Why did the cookie cry? Because his father was a wafer so long!
I used to work in a shoe recycling shop. It was sole destroying.
What do you call a belt with a watch on it? A waist of time.
How do you organize an outer space party? You planet.
I went to a seafood disco last week... and pulled a mussel.
Do you know where you can get chicken broth in bulk? The stock market.
I cut my finger chopping cheese, but I think that I may have greater problems.
My cat was just sick on the carpet, I donβt think itβs feline well.
Why did the octopus beat the shark in a fight? Because it was well armed.
How much does a hipster weigh? An instagram.
What did daddy spider say to baby spider? You spend too much time on the web.
Atheism is a non-prophet organisation.
Thereβs a new type of broom out, itβs sweeping the nation.
What cheese can never be yours? Nacho cheese.
What did the Buffalo say to his little boy when he dropped him off at school? Bison.

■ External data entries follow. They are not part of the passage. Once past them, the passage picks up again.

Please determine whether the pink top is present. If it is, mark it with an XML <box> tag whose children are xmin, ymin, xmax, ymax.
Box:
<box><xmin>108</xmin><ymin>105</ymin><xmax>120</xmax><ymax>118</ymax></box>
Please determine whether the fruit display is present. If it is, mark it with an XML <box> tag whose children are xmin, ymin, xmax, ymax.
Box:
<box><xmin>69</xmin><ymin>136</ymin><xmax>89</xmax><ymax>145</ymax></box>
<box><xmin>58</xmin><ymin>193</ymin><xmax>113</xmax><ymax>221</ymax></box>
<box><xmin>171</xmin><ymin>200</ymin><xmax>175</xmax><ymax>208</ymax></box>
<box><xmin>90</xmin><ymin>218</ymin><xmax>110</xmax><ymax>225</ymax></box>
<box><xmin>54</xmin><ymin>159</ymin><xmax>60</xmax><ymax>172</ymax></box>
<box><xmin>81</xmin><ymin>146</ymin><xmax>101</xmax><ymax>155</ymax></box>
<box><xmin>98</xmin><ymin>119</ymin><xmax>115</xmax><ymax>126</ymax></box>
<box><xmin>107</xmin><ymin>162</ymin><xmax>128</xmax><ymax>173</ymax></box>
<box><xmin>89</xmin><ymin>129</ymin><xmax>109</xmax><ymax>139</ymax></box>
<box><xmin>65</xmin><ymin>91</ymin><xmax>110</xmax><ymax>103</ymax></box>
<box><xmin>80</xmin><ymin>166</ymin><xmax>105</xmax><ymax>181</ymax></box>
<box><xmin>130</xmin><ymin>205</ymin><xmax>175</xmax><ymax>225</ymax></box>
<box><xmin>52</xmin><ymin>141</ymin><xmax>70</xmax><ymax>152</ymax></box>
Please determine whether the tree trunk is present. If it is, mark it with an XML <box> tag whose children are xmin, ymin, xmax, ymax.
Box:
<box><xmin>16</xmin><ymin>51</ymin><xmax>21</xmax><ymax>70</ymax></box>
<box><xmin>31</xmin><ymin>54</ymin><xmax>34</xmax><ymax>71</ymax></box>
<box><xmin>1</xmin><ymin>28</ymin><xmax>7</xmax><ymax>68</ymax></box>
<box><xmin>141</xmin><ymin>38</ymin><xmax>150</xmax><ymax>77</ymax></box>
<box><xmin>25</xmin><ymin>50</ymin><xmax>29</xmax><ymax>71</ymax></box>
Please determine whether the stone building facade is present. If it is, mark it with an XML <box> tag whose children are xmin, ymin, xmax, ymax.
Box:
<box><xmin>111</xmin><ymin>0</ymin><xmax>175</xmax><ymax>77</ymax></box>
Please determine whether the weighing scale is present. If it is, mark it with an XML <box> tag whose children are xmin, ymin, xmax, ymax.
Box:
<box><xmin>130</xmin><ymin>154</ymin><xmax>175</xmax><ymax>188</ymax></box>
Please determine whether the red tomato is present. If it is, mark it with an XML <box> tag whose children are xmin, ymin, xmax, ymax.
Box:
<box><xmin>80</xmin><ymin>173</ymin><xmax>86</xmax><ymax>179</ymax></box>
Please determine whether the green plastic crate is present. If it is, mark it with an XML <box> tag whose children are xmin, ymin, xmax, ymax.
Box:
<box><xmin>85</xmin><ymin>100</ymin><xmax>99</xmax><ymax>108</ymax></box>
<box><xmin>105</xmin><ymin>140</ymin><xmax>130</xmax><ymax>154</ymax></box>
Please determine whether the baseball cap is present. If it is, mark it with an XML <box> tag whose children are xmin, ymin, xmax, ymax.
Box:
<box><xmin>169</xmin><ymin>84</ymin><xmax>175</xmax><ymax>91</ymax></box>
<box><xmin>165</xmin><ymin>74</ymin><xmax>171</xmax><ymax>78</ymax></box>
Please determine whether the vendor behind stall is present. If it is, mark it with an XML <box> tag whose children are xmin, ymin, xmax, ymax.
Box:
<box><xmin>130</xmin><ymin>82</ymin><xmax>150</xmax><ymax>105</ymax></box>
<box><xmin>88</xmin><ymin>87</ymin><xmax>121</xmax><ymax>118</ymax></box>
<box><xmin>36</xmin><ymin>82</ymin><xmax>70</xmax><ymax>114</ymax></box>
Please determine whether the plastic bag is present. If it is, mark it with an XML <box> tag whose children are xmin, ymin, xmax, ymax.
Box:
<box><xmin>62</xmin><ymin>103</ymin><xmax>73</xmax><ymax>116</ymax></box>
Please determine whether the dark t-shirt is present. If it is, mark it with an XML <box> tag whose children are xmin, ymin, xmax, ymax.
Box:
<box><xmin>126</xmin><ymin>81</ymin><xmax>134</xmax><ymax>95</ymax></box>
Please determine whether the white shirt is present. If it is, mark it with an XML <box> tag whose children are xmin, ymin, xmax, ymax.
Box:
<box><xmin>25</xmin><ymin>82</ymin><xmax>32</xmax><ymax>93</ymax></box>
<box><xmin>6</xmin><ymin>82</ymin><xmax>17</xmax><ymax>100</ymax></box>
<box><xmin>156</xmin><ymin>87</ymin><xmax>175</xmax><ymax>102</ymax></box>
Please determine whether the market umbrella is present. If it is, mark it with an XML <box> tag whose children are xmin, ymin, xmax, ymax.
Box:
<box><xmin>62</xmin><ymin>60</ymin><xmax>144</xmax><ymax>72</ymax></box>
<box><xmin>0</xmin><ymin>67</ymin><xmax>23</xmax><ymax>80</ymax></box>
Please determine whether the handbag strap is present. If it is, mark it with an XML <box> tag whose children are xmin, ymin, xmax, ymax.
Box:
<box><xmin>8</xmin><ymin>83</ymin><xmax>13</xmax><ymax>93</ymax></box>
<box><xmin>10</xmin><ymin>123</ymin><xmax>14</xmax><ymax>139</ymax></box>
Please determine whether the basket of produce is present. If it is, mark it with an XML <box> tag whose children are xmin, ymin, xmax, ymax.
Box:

Have you ever heard of a music group called Cellophane? They mostly wrap.
Why does Superman gets invited to dinners? Because he is a Supperhero.
How was Rome split in two? With a pair of Ceasars.
The shovel was a ground breaking invention.
A scarecrow says, "This job isn't for everyone, but hay, it's in my jeans."
A Buddhist walks up to a hot dog stand and says, "Make me one with everything."
Did you hear about the guy who lost the left side of his body? He's alright now.
What do you call a girl with one leg that's shorter than the other? Ilene.
I did a theatrical performance on puns. It was a play on words.
What do you do with a dead chemist? You barium.
I bet the person who created the door knocker won a Nobel prize.
Towels canβt tell jokes. They have a dry sense of humor.
Two birds are sitting on a perch and one says "Do you smell fish?"
Do you know sign language? You should learn it, itβs pretty handy.
What do you call a beautiful pumpkin? GOURDgeous.
Why did one banana spy on the other? Because she was appealing.
What do you call a cow with no legs? Ground beef.
What do you call a cow with two legs? Lean beef.
What do you call a cow with all of its legs? High steaks.
A cross eyed teacher couldnβt control his pupils.
After the accident, the juggler didn
... keep reading on reddit β‘Does that mean heβs guilty for resisting a rest?
Technically they are resisting a rest!
He resisted a rest.
For resisting A Rest
Are they resisting a rest?
They charged him with resisting a rest
are they guilty of resisting a rest?
Both of them have been resisting a rest.